Pembahasan mengenai isu ketenagakerjaan ini merupakan kelanjutan dari komitmen yang disampaikan Presiden dalam pidato Hari Buruh pada Jumat (1/5). Beberapa langkah konkret yang tengah disiapkan pemerintah meliputi penerbitan Peraturan Presiden untuk memangkas potongan aplikator ojek online, penyelesaian Rancangan Undang-Undang (RUU) Ketenagakerjaan, hingga program kredit kepemilikan rumah (KPR) dengan tenor mencapai 40 tahun bagi para pekerja.
Selain kesejahteraan buruh, sektor pendidikan juga menjadi prioritas dalam rapat yang bertepatan dengan momentum Hari Pendidikan Nasional tersebut. Presiden menekankan pentingnya optimalisasi peran perguruan tinggi, khususnya fakultas teknik, untuk terjun langsung membangun potensi daerah masing-masing guna mendukung pemerataan pembangunan nasional.
Sektor ekonomi dan kedaulatan negara pun tidak luput dari pembahasan. Pemerintah berkomitmen memperkuat program hilirisasi yang berorientasi pada kepentingan masyarakat luas. Di saat yang sama, penguatan aspek pertahanan dan keamanan menjadi fokus utama demi menjaga stabilitas negara di tengah dinamika geopolitik global yang terus berkembang.

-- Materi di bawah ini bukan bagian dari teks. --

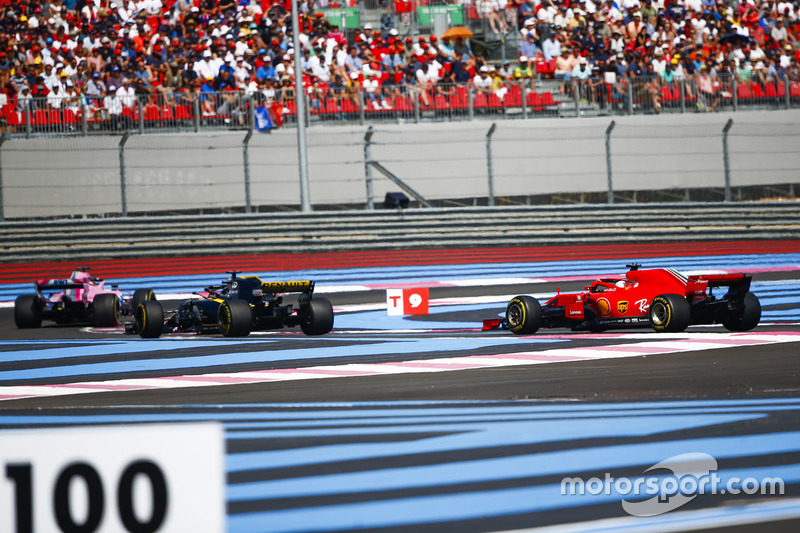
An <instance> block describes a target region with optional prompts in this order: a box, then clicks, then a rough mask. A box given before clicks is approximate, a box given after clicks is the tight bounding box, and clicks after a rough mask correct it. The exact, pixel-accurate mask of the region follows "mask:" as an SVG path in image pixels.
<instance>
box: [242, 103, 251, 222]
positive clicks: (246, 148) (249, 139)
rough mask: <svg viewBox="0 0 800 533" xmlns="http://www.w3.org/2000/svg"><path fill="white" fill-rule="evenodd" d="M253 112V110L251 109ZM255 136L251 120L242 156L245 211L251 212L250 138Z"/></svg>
mask: <svg viewBox="0 0 800 533" xmlns="http://www.w3.org/2000/svg"><path fill="white" fill-rule="evenodd" d="M250 114H251V115H252V114H253V111H252V110H251V111H250ZM252 136H253V122H252V121H250V128H249V129H248V130H247V135H245V136H244V141H242V156H243V157H244V212H245V213H250V212H251V211H252V205H251V202H250V153H249V147H250V138H251V137H252Z"/></svg>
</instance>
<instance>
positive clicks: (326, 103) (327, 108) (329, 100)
mask: <svg viewBox="0 0 800 533" xmlns="http://www.w3.org/2000/svg"><path fill="white" fill-rule="evenodd" d="M323 106H324V109H325V113H338V112H339V105H338V104H337V103H336V100H334V99H333V98H328V99H326V100H325V102H324V104H323Z"/></svg>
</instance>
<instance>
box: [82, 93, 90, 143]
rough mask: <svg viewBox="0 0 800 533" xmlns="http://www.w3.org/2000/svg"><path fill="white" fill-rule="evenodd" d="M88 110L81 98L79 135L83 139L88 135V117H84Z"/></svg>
mask: <svg viewBox="0 0 800 533" xmlns="http://www.w3.org/2000/svg"><path fill="white" fill-rule="evenodd" d="M88 110H89V108H88V107H87V106H86V101H85V100H84V99H83V98H81V133H82V134H83V136H84V137H86V136H87V135H88V134H89V117H88V116H86V112H87V111H88Z"/></svg>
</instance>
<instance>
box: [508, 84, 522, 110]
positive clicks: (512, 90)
mask: <svg viewBox="0 0 800 533" xmlns="http://www.w3.org/2000/svg"><path fill="white" fill-rule="evenodd" d="M505 102H506V106H508V107H521V106H522V87H520V86H519V85H512V86H511V87H510V88H509V90H508V94H507V95H506V99H505Z"/></svg>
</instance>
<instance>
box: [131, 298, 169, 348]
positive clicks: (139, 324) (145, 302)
mask: <svg viewBox="0 0 800 533" xmlns="http://www.w3.org/2000/svg"><path fill="white" fill-rule="evenodd" d="M133 323H134V327H135V328H136V332H137V333H138V334H139V336H140V337H141V338H143V339H157V338H158V337H160V336H161V333H162V332H163V331H164V308H163V307H161V304H160V303H158V302H157V301H155V300H146V301H144V302H142V303H141V304H139V306H138V307H137V308H136V309H135V310H134V311H133Z"/></svg>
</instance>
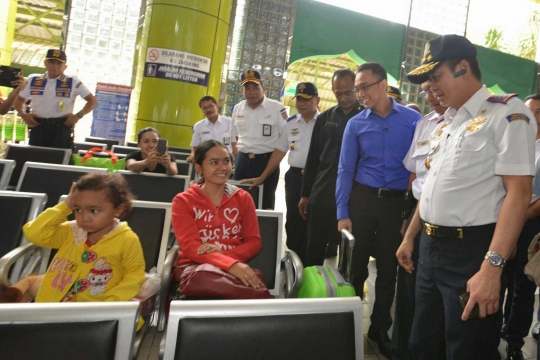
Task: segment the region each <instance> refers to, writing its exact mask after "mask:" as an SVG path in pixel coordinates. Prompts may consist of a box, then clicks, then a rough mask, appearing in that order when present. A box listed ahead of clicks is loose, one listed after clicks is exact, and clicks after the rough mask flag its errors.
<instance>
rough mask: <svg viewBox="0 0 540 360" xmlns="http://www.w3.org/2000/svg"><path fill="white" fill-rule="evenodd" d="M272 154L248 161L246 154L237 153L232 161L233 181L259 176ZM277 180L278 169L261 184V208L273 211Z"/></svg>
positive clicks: (276, 169)
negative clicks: (233, 180) (233, 179)
mask: <svg viewBox="0 0 540 360" xmlns="http://www.w3.org/2000/svg"><path fill="white" fill-rule="evenodd" d="M271 155H272V153H267V154H260V155H257V156H256V157H255V158H254V159H250V158H249V157H248V155H247V154H244V153H243V152H239V153H238V154H237V156H236V159H235V160H234V180H242V179H251V178H256V177H259V176H261V174H262V173H263V171H264V169H266V165H267V164H268V160H270V156H271ZM278 180H279V167H278V168H277V169H276V170H275V171H274V172H273V173H272V174H270V176H269V177H268V178H266V180H265V181H264V183H263V185H264V186H263V203H262V208H263V209H267V210H274V204H275V200H276V188H277V183H278Z"/></svg>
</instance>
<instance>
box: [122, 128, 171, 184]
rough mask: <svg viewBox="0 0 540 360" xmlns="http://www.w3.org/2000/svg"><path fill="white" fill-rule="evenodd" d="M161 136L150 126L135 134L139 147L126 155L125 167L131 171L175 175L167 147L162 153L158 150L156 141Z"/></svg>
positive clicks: (127, 169)
mask: <svg viewBox="0 0 540 360" xmlns="http://www.w3.org/2000/svg"><path fill="white" fill-rule="evenodd" d="M160 138H161V135H160V134H159V131H157V129H154V128H152V127H146V128H144V129H142V130H141V131H139V133H138V134H137V144H138V145H139V147H140V148H141V150H139V151H135V152H132V153H131V154H129V155H128V156H126V169H127V170H130V171H133V172H138V173H140V172H152V173H158V174H167V175H176V174H178V168H177V167H176V162H175V158H174V156H173V155H169V154H167V150H166V149H167V148H166V147H165V151H163V150H162V151H163V154H160V153H159V152H158V142H159V139H160Z"/></svg>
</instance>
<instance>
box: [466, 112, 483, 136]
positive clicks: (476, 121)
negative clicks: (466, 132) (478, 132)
mask: <svg viewBox="0 0 540 360" xmlns="http://www.w3.org/2000/svg"><path fill="white" fill-rule="evenodd" d="M485 112H486V109H484V110H482V111H481V112H480V114H479V115H478V116H477V117H475V118H474V119H471V120H469V125H467V126H466V127H465V129H466V130H468V131H470V132H475V131H478V130H480V129H481V128H482V127H483V126H484V124H485V123H486V121H487V118H486V117H482V115H484V114H485Z"/></svg>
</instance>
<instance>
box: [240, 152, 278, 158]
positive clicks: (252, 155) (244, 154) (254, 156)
mask: <svg viewBox="0 0 540 360" xmlns="http://www.w3.org/2000/svg"><path fill="white" fill-rule="evenodd" d="M240 155H242V156H247V157H248V158H250V159H251V160H254V159H270V156H272V153H271V152H269V153H264V154H253V153H243V152H241V151H240Z"/></svg>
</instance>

Rapat terbatas di Hambalang ini dihadiri oleh deretan menteri dan pejabat tinggi militer serta kepolisian. Tampak hadir Menteri Pertahanan Sjafrie Sjamsoeddin, Menteri Luar Negeri Sugiono, Panglima TNI Jenderal Agus Subiyanto, serta Kapolri Jenderal (Pol) Listyo Sigit Prabowo.
Turut mendampingi dalam pertemuan tersebut adalah jajaran kepala staf angkatan, yakni KSAD Jenderal (TNI) Maruli Simanjuntak, KSAU Marsekal (TNI) Tonny Harjono, dan KSAL Laksamana (TNI) Muhammad Ali. Selain itu, hadir pula Wakil Panglima TNI Jenderal Tandyo Budi Revita, Kepala Badan Intelijen Negara (BIN) Muhammad Herindra, Menteri Sekretaris Negara Prasetyo Hadi, serta Sekretaris Kabinet Teddy Indra Wijaya.
Ringkasan
Presiden Prabowo Subianto memimpin rapat terbatas di Hambalang untuk membahas aspirasi buruh, penguatan pertahanan, serta sektor pendidikan nasional. Pemerintah tengah menyiapkan langkah konkret seperti penerbitan Peraturan Presiden terkait ojek online dan penyelesaian Rancangan Undang-Undang Ketenagakerjaan. Selain itu, program kredit kepemilikan rumah dengan tenor hingga 40 tahun menjadi fokus utama untuk meningkatkan kesejahteraan para pekerja.
Rapat ini juga menekankan pentingnya optimalisasi peran perguruan tinggi dalam pembangunan daerah serta penguatan hilirisasi ekonomi demi kepentingan masyarakat. Aspek pertahanan dan keamanan turut diperkuat guna menjaga stabilitas negara menghadapi dinamika geopolitik global. Agenda strategis ini dihadiri oleh jajaran menteri kabinet beserta pimpinan tertinggi TNI dan Polri.